A lifetime ago, the angular Britpop band Pulp followed their own nation-defining magnum opus Different People with the tormented, deranged and sexually savage This Is Hardcore. On the title-track, Jarvis Cocker depicted a tale of a sleazy couple shooting a porno; on the opener, he detailed the cocaine-fuelled head(line)-case fame had made him become.

It was tempting to suspect Reflektor would be just as much the sound of someone losing the plot. Within its forbidding running time, there are moments of levity and airy grace (“You Already Know”, “Flashbulb Eyes”), of spaceship-coupé rock ‘n’ roll (“Normal Person”, “Joan Of Arc”), and of relentlessly progressive artistry (“We Exist”, “Here Comes The Night Time”, the monolithic title-track). Incredibly, all these examples just make up the album’s first disc.

The splitting of material between two will always invite raised eyebrows, all the more so if they are ruptured by an oppressively ambient interlude.

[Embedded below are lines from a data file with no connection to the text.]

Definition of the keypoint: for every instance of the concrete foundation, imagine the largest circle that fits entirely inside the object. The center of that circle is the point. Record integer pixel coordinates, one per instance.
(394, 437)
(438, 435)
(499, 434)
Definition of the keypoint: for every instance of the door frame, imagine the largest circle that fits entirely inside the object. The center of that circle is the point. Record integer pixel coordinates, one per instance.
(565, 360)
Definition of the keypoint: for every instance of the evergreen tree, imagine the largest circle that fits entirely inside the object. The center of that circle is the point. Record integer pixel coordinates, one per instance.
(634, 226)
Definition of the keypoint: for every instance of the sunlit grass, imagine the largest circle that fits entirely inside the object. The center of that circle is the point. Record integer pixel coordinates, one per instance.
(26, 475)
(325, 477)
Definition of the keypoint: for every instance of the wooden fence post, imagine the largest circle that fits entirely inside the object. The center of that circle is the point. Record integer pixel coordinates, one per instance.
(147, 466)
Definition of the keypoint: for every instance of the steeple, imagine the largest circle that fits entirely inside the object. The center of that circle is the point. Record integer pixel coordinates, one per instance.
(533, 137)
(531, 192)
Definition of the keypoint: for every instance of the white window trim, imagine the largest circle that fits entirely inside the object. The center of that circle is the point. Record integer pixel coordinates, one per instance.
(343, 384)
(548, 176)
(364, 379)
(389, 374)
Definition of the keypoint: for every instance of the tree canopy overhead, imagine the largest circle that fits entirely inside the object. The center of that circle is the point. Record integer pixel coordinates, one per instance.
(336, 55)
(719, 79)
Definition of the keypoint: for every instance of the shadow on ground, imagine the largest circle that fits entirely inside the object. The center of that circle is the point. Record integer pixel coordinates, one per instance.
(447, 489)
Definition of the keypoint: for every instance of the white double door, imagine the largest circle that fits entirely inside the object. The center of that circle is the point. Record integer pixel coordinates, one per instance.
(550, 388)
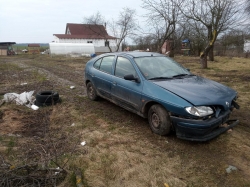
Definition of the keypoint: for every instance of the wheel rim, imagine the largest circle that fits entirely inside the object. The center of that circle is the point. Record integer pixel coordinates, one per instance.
(156, 122)
(91, 92)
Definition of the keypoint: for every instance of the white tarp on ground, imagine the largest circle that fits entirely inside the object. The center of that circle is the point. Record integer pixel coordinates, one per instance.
(71, 48)
(24, 98)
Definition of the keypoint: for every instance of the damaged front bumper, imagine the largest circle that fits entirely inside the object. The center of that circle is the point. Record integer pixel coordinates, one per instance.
(202, 130)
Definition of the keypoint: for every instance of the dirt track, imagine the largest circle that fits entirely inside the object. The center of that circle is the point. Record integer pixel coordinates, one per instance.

But the quality of the second, more capacious half vindicates the band’s ballsy move. Songs ride along lithe, clattering rhythms, pausing only to explode briefly into moments of naïve splendour, as on the Queen-aping stacked harmonies which punctuate “Awful Sound (Oh Eurydice)”. The Haitian undergrowth, its scurrying inhabitants masked and painted, leads to a fragment of a dream of stadium-sized art rock. A track later, a spindly and icy groove is suddenly ripped into by a pummelling riff, which in turn cedes to a passage of astral synth-pop and a rare moment of prominence for Régine Chassagne, who is otherwise relegated to a peripheral role on the album. Elsewhere, there are intimations of funk and disco that sound tailor-made for Minimal Mambo, “the subtlest possible hints of fingers snapping under right-angled elbows”. In its disparate aesthetic qualities, as in its lyrical themes, the album strives for the universal.

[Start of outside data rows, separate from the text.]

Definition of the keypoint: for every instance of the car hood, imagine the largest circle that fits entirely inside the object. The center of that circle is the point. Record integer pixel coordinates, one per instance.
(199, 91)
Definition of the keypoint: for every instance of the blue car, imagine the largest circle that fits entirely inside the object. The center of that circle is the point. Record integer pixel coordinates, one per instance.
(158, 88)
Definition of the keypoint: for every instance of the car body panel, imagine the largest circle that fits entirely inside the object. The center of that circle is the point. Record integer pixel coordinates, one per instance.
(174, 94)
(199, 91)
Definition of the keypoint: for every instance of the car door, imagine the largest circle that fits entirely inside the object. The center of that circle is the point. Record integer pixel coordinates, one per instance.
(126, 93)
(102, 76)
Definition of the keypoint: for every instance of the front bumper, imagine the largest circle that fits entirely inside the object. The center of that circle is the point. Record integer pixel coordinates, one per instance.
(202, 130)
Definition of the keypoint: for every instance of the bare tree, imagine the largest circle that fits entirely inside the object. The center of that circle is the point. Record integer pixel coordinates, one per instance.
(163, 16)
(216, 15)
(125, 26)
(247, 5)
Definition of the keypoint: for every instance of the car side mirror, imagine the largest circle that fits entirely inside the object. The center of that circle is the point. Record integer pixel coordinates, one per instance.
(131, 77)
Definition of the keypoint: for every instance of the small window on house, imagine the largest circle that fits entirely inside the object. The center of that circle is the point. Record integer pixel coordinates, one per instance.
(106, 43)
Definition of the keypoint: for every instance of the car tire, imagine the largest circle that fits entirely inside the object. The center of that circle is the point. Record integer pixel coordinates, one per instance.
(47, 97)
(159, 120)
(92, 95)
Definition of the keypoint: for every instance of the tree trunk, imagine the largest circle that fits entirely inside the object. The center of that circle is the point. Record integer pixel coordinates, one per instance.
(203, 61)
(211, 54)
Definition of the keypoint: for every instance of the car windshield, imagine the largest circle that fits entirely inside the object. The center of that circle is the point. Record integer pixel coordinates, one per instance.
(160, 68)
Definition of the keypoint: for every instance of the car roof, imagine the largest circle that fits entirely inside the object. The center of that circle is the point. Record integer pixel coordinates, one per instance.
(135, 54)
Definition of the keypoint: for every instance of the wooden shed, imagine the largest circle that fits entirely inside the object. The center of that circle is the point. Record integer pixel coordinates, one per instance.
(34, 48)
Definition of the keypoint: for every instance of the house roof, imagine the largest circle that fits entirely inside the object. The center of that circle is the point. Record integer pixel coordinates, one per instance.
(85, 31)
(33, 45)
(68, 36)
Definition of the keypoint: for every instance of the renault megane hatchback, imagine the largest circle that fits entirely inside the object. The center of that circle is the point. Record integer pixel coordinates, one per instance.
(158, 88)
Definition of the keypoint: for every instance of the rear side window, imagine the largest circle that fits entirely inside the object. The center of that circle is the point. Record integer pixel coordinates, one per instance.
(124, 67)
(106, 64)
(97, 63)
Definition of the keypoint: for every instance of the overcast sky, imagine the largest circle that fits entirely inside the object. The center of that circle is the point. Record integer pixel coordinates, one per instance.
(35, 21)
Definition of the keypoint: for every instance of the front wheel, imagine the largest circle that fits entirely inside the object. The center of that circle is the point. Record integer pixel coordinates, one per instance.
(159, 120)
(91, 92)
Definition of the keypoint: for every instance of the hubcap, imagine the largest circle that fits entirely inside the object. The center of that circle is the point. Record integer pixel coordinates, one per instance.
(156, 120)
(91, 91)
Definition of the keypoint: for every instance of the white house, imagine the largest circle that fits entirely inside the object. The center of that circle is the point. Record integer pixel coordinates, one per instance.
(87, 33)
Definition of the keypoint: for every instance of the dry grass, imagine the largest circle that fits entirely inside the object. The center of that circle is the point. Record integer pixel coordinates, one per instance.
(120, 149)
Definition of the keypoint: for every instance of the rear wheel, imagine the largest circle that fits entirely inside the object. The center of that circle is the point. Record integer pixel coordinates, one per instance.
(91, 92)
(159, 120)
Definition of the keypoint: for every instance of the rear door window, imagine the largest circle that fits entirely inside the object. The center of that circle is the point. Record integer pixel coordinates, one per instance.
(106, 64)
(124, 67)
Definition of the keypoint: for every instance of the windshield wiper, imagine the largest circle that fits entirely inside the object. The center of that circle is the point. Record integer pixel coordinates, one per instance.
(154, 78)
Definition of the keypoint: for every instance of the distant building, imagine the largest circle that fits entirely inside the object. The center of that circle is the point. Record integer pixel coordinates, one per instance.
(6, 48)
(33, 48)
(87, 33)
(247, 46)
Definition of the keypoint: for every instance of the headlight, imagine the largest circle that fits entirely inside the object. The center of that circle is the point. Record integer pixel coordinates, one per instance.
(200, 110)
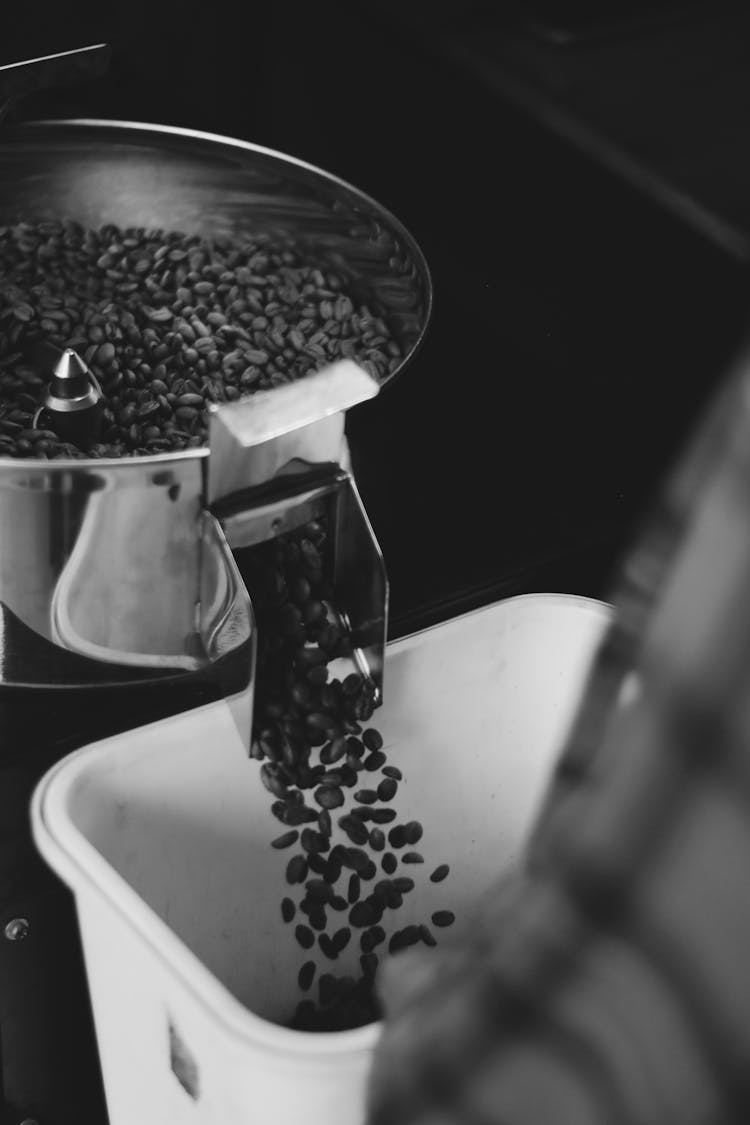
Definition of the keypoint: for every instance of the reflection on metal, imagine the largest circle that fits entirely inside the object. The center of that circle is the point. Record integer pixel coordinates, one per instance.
(116, 565)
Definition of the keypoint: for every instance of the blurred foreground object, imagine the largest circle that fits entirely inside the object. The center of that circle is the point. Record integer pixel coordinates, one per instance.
(612, 981)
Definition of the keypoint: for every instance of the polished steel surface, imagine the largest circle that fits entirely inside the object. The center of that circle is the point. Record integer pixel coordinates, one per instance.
(354, 564)
(110, 560)
(152, 176)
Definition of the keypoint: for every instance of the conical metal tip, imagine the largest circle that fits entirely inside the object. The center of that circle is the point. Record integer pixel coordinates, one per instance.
(71, 378)
(73, 404)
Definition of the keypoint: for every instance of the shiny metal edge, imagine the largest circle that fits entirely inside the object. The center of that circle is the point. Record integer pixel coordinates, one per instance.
(217, 138)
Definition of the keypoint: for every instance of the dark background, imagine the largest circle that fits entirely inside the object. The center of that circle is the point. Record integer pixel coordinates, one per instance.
(579, 181)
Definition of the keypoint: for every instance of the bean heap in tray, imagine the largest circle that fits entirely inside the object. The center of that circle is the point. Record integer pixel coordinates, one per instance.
(168, 323)
(318, 754)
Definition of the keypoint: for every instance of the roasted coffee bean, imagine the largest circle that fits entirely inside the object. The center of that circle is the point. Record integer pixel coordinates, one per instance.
(318, 890)
(359, 861)
(332, 869)
(317, 863)
(341, 938)
(305, 936)
(314, 842)
(300, 815)
(297, 870)
(389, 863)
(372, 739)
(306, 975)
(413, 831)
(361, 915)
(288, 909)
(369, 963)
(382, 816)
(333, 752)
(387, 789)
(328, 797)
(327, 946)
(354, 829)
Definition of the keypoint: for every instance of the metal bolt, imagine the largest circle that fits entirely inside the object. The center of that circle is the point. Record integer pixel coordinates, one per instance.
(16, 930)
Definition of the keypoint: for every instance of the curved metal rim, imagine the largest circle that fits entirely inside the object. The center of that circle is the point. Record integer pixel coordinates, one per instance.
(217, 138)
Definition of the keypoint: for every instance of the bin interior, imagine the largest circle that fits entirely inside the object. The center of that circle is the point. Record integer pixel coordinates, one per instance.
(475, 713)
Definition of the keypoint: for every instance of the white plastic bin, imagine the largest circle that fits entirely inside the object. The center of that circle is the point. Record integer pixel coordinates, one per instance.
(163, 835)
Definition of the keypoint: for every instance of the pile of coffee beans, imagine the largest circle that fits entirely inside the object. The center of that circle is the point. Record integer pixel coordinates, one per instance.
(333, 789)
(168, 323)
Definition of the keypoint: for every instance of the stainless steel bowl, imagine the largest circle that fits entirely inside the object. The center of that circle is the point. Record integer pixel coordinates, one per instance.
(153, 176)
(108, 557)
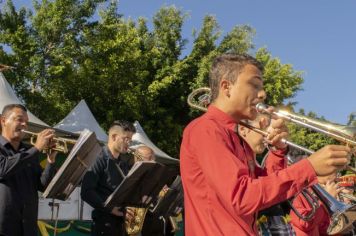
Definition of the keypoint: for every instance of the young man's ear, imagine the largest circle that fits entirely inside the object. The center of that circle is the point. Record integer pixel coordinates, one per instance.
(242, 130)
(225, 87)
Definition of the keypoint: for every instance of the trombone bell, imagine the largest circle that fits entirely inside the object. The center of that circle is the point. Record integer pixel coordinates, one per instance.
(61, 144)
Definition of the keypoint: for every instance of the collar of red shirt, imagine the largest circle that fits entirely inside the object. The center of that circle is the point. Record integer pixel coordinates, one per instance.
(223, 118)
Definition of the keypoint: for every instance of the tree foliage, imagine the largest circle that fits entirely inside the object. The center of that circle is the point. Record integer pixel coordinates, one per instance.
(68, 50)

…and finding an even better one
It strikes me that virtually all double-albums are flawed, but only some are flawed masterpieces. The Wall: too dislikable. Hurry Up, We’re Dreaming: too misty-eyed, in places. Perhaps my favourite is Nick Cave & The Bad Seeds’ Abattoir Blues/The Lyre Of Orpheus, on which there is a keen division of art, between swampy Southern gothic and pastoral simplicity, that means the physical schism is well-earned. Reflektor shares much with that album: a protagonist, the absence of a narrative, a palpable tonal shift. Orpheus is a fleeting presence but his story hovers sagely over the entire work: Reflektor dares to venture into Hades to retrieve what it fears the world has lost—music as art as entertainment—and winds up… coming early, so to speak. The quantum-tangled “Supersymmetry” fizzles out into an infinity of nothingness. A burbling, nonsense-babbling brook of tape loops and sound effects spins out to forever more. And Arcade Fire wrap up their love-letter to the greats with the sonic equivalent of a Chris Morris joke.